There have been almost 50 different interventions since November, when the Chinese government stepped in to prevent the floatation of Ant Financial, a multi-billion dollar financial technology firm that was to have been spun out of the e-commerce giant, Alibaba. Technology companies, delivery businesses and education providers have all been affected and there could be further measures to come.

The area hit hardest is education, but there have also been other notable casualties including the ride hailing app Didi (down by 27% in six months) whose shares plummeted soon after its US IPO when the Chinese authorities launched a data-security investigation. Tencent Holdings’ shares are down 36% after Wechat suspended taking on new users until early August as it upgrades its security system and its music business faces competition regulation, while delivery company Meituan (down 48%) is being pushed to improve working conditions.

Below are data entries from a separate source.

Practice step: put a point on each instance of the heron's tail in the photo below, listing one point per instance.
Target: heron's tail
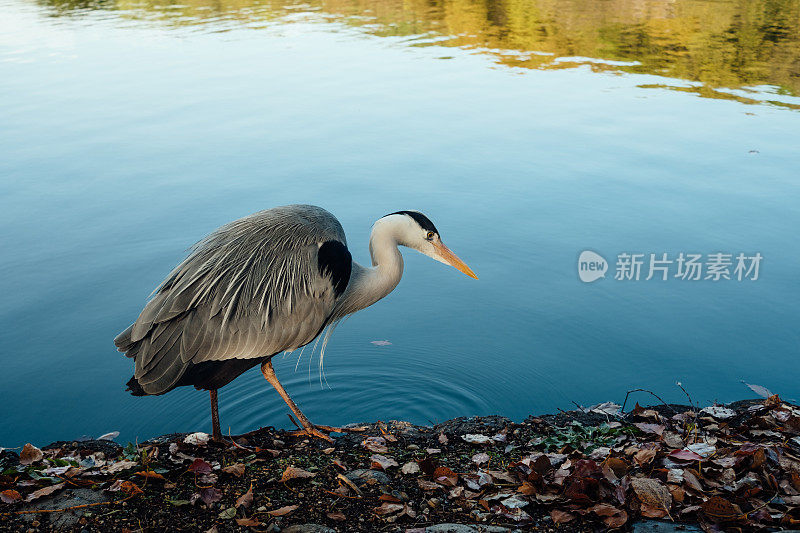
(134, 388)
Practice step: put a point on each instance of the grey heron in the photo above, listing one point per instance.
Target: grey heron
(261, 285)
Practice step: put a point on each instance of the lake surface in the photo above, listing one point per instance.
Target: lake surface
(529, 131)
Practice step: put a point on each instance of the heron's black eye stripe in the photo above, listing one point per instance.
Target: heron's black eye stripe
(334, 260)
(423, 221)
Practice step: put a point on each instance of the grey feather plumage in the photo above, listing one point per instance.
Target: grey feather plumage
(247, 291)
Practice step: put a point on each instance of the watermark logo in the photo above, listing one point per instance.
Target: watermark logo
(685, 266)
(591, 266)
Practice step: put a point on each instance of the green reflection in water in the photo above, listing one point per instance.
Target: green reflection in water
(730, 44)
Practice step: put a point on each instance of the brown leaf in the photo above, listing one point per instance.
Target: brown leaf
(128, 487)
(527, 489)
(292, 472)
(445, 476)
(10, 496)
(382, 462)
(561, 517)
(410, 467)
(652, 493)
(210, 495)
(237, 469)
(619, 466)
(150, 474)
(684, 456)
(427, 466)
(30, 454)
(199, 466)
(480, 458)
(375, 444)
(690, 478)
(283, 511)
(656, 429)
(45, 491)
(612, 517)
(652, 512)
(246, 499)
(426, 485)
(387, 508)
(644, 456)
(718, 508)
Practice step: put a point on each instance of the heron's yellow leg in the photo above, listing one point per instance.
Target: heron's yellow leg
(308, 428)
(216, 433)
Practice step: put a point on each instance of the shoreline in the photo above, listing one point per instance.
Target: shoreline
(714, 468)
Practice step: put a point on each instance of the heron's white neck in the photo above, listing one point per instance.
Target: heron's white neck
(369, 284)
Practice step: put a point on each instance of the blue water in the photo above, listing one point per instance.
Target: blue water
(124, 140)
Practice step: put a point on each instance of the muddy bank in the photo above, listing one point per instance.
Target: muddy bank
(734, 467)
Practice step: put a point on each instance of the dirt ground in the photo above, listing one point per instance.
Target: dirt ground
(722, 468)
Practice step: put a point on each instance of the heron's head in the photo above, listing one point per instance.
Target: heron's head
(415, 230)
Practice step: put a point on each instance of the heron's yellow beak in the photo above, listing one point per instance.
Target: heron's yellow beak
(447, 256)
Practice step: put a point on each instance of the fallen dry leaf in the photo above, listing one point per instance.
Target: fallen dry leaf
(652, 493)
(199, 466)
(150, 474)
(210, 495)
(10, 496)
(382, 462)
(644, 456)
(236, 469)
(283, 511)
(45, 491)
(561, 517)
(612, 517)
(292, 472)
(387, 508)
(30, 454)
(411, 467)
(246, 499)
(375, 444)
(718, 508)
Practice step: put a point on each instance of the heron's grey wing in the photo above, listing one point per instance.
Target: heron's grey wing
(252, 288)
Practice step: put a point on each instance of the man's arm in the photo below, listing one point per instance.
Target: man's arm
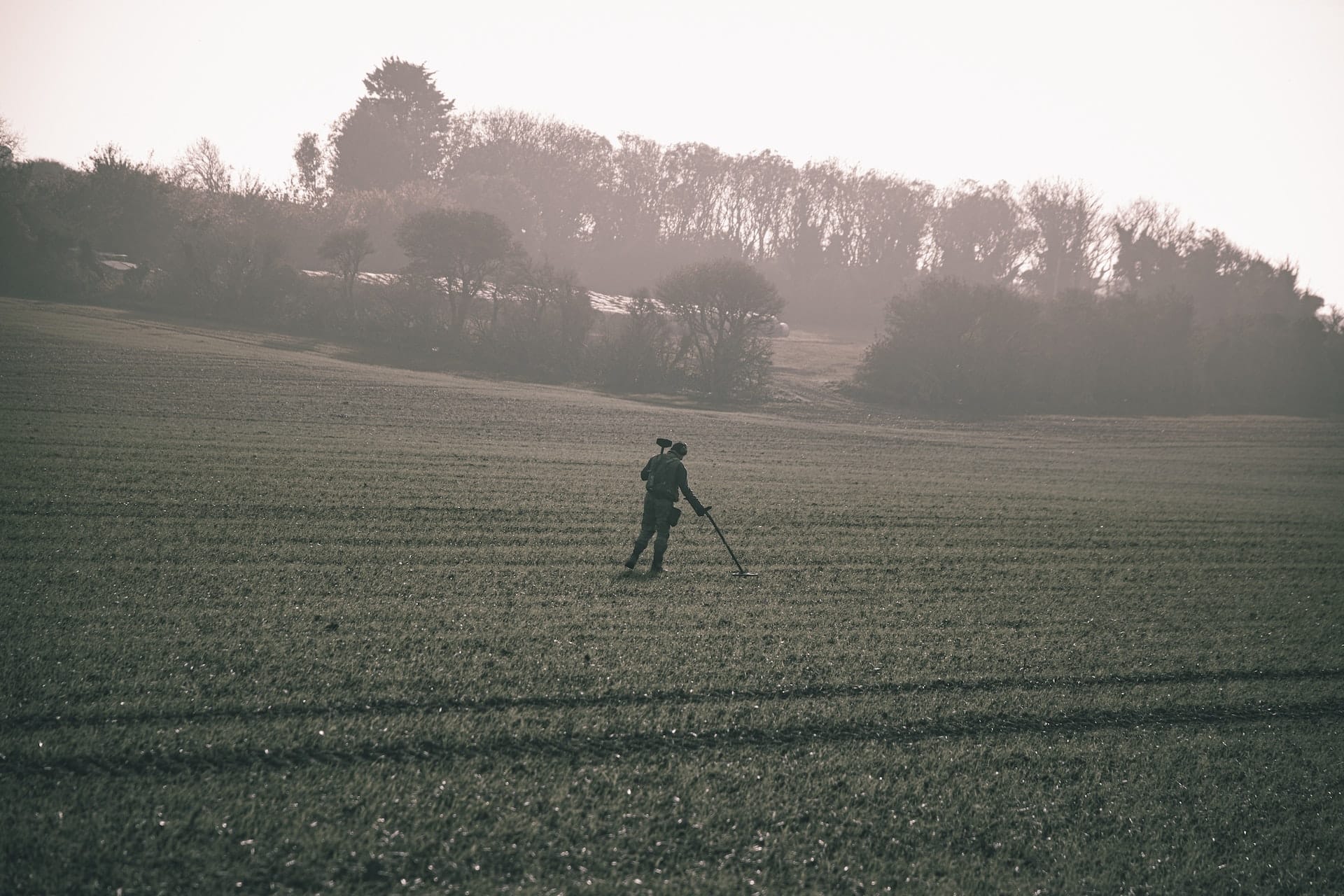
(686, 489)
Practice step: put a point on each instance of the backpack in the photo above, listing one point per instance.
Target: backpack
(663, 477)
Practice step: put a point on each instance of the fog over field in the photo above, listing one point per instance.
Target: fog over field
(721, 448)
(288, 621)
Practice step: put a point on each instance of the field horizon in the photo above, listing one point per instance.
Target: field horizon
(284, 621)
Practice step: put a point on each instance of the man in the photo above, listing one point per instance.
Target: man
(664, 476)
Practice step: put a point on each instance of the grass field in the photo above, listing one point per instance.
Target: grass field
(284, 622)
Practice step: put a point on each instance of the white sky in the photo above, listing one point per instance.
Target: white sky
(1231, 111)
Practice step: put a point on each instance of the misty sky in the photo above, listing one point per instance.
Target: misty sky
(1230, 111)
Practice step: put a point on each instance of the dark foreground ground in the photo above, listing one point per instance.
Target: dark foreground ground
(279, 622)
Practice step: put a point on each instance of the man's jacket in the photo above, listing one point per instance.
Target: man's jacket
(666, 479)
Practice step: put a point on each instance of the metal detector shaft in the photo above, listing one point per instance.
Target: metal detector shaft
(724, 543)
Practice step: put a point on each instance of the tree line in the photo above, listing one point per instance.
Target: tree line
(1031, 286)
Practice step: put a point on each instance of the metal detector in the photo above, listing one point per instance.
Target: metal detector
(741, 571)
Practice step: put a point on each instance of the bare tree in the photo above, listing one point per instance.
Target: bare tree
(727, 311)
(1068, 237)
(11, 143)
(203, 168)
(347, 248)
(309, 162)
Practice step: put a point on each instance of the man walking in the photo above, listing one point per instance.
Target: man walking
(664, 477)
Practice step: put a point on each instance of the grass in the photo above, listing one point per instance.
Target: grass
(279, 622)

Analysis by Numis shows that Tencent, Alibaba and Meituan together make up around 30% of the MSCI China benchmark, with the three most heavily exposed investment trusts each having about a twenty percent allocation. This underweighting has obviously helped to reduce the damage, but Fidelity China Special Situations (LON: FCSS), Baillie Gifford China Growth (LON: BGCG) and JPMorgan China Growth & Income (LON: JCGI) have all still been badly affected with six-month losses of 18%, 21% and 26% respectively.

Caught in the crossfire

The most surprising of these given its value stance is FCSS, although manager Dale Nicholls has responded to the sell-off by saying that the Chinese tech companies are trading at significant discounts to their global peers. He acknowledged that the business models will probably need to be revised as a result of the regulation, yet said that on a risk-reward basis there is the potential to buy at a comparatively cheap price.

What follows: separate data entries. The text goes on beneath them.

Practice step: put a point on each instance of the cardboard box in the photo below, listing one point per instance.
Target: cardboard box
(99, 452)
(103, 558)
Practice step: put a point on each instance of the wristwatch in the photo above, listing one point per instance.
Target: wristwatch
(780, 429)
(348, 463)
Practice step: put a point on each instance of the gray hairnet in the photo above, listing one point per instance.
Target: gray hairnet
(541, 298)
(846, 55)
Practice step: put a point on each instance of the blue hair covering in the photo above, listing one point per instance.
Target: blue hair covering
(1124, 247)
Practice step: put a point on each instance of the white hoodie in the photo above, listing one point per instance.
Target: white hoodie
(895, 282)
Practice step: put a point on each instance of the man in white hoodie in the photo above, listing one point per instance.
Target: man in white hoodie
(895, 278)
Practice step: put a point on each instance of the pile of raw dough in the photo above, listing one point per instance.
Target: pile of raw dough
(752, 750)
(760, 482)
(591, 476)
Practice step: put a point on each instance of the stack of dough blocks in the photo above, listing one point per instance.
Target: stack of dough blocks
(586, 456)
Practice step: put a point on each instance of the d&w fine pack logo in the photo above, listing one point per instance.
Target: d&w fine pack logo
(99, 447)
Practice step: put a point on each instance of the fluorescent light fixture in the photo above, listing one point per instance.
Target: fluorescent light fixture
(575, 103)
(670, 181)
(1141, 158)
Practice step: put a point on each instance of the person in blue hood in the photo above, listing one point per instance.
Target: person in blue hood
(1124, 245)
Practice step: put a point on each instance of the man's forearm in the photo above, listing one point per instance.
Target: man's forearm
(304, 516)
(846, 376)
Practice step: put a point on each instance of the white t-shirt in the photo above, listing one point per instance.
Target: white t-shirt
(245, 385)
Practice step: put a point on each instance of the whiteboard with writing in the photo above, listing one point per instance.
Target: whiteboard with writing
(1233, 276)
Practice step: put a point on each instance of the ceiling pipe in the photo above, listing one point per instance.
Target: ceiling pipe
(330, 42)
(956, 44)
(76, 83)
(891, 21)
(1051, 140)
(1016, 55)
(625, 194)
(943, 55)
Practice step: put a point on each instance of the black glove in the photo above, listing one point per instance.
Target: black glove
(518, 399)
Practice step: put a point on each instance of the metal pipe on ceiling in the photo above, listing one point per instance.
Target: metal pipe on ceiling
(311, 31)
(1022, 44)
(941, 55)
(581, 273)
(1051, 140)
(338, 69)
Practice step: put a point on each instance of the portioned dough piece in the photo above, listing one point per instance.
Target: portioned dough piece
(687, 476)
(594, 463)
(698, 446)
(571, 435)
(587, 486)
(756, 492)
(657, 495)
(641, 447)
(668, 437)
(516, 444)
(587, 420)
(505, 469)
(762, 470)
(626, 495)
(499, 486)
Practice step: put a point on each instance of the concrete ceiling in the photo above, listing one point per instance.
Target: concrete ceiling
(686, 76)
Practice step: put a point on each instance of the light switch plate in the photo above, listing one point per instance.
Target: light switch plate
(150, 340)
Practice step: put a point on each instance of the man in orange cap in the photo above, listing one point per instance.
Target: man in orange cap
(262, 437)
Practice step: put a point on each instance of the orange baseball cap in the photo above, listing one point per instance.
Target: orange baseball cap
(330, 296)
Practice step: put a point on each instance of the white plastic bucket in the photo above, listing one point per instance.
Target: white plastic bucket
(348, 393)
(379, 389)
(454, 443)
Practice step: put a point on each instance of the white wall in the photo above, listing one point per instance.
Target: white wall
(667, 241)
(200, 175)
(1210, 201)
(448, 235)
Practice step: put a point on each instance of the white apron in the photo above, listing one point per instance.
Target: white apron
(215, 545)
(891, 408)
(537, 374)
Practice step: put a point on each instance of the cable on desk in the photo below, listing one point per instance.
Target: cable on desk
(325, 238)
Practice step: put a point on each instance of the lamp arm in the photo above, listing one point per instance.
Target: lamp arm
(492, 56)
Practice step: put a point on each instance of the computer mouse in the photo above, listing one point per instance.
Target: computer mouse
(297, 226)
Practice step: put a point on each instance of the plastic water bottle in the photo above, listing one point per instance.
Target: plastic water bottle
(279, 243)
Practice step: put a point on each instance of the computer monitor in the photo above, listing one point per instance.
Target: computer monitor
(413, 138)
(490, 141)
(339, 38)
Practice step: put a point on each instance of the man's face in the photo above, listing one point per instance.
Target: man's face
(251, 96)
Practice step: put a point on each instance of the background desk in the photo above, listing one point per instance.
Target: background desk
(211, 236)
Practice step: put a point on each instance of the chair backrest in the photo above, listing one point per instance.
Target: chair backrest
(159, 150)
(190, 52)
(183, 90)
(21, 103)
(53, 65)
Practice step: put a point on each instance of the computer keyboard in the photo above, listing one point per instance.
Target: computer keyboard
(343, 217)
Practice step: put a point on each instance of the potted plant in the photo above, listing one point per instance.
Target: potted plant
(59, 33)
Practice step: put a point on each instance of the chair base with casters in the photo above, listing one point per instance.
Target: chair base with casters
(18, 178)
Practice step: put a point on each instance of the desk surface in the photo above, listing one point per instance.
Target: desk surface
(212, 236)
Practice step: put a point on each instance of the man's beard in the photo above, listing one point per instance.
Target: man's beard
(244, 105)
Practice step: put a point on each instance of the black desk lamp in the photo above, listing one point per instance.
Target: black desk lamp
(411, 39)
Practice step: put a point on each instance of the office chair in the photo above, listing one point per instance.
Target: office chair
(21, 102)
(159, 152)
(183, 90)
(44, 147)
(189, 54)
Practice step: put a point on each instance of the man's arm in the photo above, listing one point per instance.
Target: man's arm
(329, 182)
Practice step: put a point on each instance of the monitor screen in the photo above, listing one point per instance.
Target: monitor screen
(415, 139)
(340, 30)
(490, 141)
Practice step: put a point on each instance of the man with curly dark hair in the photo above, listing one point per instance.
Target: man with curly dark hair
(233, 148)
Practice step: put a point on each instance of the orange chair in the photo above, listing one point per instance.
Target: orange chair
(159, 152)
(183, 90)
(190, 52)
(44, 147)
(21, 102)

BGCG and JCGI both have more growth-oriented strategies, so their exposure to this area was to be expected. It is yet to be seen how the managers will react, although Baillie Gifford tends to stay focused on long-term growth opportunities and has typically been willing to ride-out periods of market volatility or use them as buying opportunities for its preferred stocks.

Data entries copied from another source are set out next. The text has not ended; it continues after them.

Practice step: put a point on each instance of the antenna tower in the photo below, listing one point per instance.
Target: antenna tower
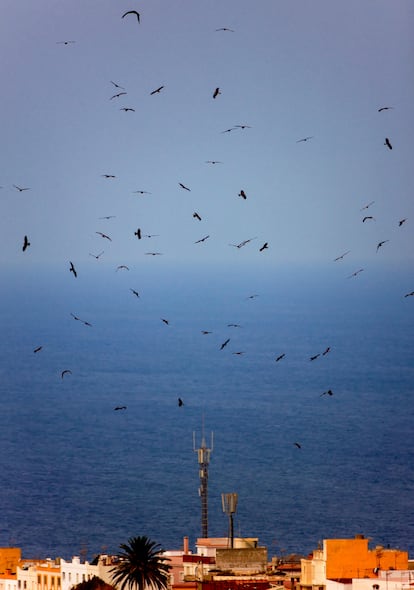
(203, 461)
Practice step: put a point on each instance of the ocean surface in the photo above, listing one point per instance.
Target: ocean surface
(79, 477)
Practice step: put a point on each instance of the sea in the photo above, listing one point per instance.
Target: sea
(314, 449)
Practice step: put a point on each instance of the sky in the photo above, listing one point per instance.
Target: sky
(286, 70)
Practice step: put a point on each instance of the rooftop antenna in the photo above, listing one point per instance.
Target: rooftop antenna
(203, 461)
(229, 504)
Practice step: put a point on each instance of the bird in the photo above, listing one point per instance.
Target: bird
(75, 317)
(103, 235)
(72, 269)
(117, 95)
(117, 85)
(132, 12)
(354, 274)
(381, 244)
(26, 243)
(243, 243)
(97, 256)
(157, 90)
(341, 256)
(367, 205)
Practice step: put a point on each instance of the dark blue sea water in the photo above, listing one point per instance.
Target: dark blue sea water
(77, 475)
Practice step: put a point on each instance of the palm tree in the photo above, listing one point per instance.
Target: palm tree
(141, 565)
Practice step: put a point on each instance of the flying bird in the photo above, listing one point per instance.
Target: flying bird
(381, 244)
(132, 12)
(305, 138)
(341, 256)
(26, 243)
(75, 317)
(354, 274)
(103, 235)
(72, 269)
(157, 90)
(201, 240)
(117, 95)
(97, 256)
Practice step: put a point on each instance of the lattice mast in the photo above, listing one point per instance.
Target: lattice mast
(203, 453)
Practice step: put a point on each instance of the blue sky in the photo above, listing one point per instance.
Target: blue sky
(288, 70)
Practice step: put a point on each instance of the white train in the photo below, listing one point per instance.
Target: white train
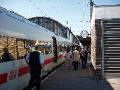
(17, 34)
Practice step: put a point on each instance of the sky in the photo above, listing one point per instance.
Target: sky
(74, 14)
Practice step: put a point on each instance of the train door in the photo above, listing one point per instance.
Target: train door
(55, 49)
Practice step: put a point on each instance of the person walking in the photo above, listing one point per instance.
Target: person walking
(36, 63)
(68, 59)
(83, 57)
(76, 58)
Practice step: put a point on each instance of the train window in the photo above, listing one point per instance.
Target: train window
(45, 47)
(21, 48)
(7, 48)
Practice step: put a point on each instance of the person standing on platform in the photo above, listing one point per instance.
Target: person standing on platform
(6, 56)
(36, 63)
(68, 59)
(76, 58)
(83, 57)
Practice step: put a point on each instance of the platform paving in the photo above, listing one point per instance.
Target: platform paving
(82, 79)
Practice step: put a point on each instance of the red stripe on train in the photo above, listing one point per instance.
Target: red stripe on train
(23, 70)
(3, 78)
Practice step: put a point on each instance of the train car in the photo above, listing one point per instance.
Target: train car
(20, 36)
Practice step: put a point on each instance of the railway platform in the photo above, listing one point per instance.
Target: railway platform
(82, 79)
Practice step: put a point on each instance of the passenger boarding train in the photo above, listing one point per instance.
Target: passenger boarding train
(20, 35)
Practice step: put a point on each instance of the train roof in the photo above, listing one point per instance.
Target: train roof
(14, 25)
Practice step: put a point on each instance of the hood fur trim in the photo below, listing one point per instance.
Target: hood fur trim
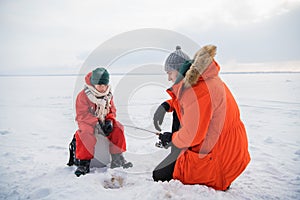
(202, 59)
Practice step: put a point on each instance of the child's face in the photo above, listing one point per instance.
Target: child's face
(172, 75)
(101, 88)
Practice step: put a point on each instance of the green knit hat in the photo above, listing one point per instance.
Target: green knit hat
(100, 76)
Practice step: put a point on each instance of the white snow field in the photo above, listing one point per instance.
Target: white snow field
(37, 124)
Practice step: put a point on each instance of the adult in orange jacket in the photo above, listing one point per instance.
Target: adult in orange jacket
(96, 114)
(212, 138)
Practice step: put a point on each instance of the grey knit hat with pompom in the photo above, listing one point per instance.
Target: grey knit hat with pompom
(175, 60)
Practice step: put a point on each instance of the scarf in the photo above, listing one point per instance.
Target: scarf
(102, 100)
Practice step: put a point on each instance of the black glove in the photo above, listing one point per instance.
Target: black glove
(166, 139)
(107, 127)
(160, 114)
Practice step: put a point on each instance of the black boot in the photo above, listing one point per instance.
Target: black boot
(118, 160)
(83, 167)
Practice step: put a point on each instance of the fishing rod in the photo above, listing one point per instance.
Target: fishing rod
(156, 133)
(157, 144)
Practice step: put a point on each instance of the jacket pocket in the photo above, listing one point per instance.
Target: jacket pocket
(199, 169)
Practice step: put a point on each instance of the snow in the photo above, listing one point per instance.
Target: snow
(37, 124)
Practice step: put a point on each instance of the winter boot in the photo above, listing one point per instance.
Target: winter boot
(83, 167)
(118, 160)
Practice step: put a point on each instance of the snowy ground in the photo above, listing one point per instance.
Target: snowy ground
(37, 123)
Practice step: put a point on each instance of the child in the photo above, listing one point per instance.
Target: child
(96, 114)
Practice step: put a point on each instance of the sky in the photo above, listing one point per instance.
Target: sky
(58, 35)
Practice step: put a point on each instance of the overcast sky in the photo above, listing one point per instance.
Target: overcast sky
(51, 35)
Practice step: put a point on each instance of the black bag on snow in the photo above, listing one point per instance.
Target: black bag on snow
(72, 153)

Those trusts that invest in Asia as a whole have been less affected with Pacific Assets (LON: PAC) having no allocation to the Chinese tech giants as they have not typically met the managers’ definition of quality. Pacific Horizon (LON: PHI) that is run by Baillie Gifford only has a low exposure because it has been rotating out of the sector in favour of more cyclical companies.

Buying opportunity?

The interventions have provided a sharp reminder about the regulatory risks of investing in China and these will persist, although the fears should moderate as the country is well aware of the importance of economic growth and innovation as well as the need to create new employment opportunities. If you are uncomfortable about the high level of government oversight, it would safer to invest in one of the regional Asian trusts where the manager has more scope to mitigate the threat.

Given the scale of the sell-off it is perhaps surprising that the discounts haven’t really opened up to create any compelling value opportunities, although Numis point out that JPMorgan China Growth & Income stands out as it is available on a small discount, whereas many of its peers still trade at a premium.

They also think that Baillie Gifford’s Pacific Horizon may be an interesting opportunity as it has de-rated even though its direct exposure to the large the tech stocks is quite low. For more defensively minded investors they suggest Pacific Assets that has again proved its resilience, but is much more of a ‘steady Eddie’.